Hospice
A Medicare-covered benefit providing comfort-focused care for terminally ill patients with a life expectancy of 6 months or less, including nursing, medications, counseling, and respite care.
Medicare's hospice benefit (Part A) provides comprehensive end-of-life comfort care when a physician certifies the patient has a life expectancy of 6 months or less if the illness runs its normal course, and the patient elects to forgo curative treatment for the terminal diagnosis. The benefit includes nursing visits, medications related to the terminal illness, medical equipment, aide services, social work, chaplaincy, and bereavement support for the family.
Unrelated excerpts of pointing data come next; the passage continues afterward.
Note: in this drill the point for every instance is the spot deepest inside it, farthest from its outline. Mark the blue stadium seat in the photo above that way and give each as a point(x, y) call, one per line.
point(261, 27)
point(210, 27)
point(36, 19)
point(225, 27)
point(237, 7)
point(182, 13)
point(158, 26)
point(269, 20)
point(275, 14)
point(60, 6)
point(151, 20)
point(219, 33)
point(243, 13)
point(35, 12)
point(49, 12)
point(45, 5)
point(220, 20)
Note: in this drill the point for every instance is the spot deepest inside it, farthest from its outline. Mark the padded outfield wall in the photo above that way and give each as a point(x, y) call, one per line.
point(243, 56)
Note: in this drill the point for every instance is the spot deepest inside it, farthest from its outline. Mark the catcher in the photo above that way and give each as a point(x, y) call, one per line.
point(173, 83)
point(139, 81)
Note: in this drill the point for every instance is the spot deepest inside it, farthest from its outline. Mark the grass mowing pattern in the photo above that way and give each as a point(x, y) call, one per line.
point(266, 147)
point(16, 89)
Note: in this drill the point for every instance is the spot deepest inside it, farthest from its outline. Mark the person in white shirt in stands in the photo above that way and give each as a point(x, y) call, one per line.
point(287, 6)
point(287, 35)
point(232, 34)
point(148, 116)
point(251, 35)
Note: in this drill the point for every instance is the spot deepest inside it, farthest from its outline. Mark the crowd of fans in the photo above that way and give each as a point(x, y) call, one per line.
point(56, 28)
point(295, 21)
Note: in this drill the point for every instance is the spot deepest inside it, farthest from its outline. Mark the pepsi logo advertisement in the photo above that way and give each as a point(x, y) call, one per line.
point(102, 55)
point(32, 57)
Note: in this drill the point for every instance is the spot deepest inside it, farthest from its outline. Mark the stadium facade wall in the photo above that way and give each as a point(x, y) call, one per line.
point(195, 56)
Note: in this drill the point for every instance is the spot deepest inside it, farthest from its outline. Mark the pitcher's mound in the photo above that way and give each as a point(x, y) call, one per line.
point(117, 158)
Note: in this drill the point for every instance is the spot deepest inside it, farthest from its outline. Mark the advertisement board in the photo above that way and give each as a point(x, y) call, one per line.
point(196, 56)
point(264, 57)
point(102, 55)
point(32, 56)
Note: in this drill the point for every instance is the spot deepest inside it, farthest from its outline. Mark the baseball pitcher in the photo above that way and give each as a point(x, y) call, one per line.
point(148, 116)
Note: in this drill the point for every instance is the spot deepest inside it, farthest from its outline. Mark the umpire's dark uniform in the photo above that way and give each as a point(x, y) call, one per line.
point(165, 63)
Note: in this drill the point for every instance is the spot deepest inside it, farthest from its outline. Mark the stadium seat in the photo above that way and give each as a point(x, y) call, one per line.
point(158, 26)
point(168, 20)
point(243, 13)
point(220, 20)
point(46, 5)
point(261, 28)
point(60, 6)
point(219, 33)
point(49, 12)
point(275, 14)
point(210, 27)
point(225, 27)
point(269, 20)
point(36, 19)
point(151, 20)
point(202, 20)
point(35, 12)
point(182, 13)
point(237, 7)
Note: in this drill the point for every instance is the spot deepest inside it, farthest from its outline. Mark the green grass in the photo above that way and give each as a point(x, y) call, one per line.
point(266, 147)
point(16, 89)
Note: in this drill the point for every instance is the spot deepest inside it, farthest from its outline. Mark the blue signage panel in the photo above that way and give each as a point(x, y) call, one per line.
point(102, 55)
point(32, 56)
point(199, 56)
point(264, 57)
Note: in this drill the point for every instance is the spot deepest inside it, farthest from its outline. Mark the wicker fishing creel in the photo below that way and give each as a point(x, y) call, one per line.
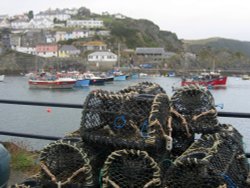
point(129, 169)
point(128, 120)
point(65, 163)
point(212, 161)
point(194, 106)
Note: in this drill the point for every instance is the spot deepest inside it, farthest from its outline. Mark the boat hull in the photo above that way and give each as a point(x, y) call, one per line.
point(2, 78)
point(37, 84)
point(120, 78)
point(97, 81)
point(214, 83)
point(82, 83)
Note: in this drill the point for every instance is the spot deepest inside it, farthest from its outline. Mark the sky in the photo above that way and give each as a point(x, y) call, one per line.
point(188, 19)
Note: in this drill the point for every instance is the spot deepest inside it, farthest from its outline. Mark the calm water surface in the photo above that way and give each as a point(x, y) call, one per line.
point(36, 120)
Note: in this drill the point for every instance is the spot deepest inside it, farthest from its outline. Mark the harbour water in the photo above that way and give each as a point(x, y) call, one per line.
point(60, 121)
Hospice is typically provided at home (about 66% of hospice care in the US occurs in the patient's home or nursing facility room) but can be delivered in an inpatient hospice facility during acute symptom crises. Medicare pays the hospice agency a per-diem rate ($217/day for routine home care in 2024); the patient pays no premiums, deductibles, or coinsurance for hospice services except a small $5 copay for outpatient prescription drugs.
The hospice benefit is provided in 90-day periods: two initial 90-day periods, followed by unlimited 60-day periods if the patient remains terminally ill. A patient who stabilizes or improves can revoke hospice and return to curative Medicare coverage at any time. The median length of hospice enrollment in 2022 was 18 days, but studies consistently show better quality of life and often longer survival for patients enrolled earlier.
Real-World Example
A 78-year-old with stage IV COPD enrolled in hospice 11 weeks before death; Medicare paid all nursing visits, oxygen equipment, medications (including around-the-clock morphine for comfort), and two nights of inpatient respite care so his family could rest — a total Medicare cost of approximately $7,200 at zero expense to the family.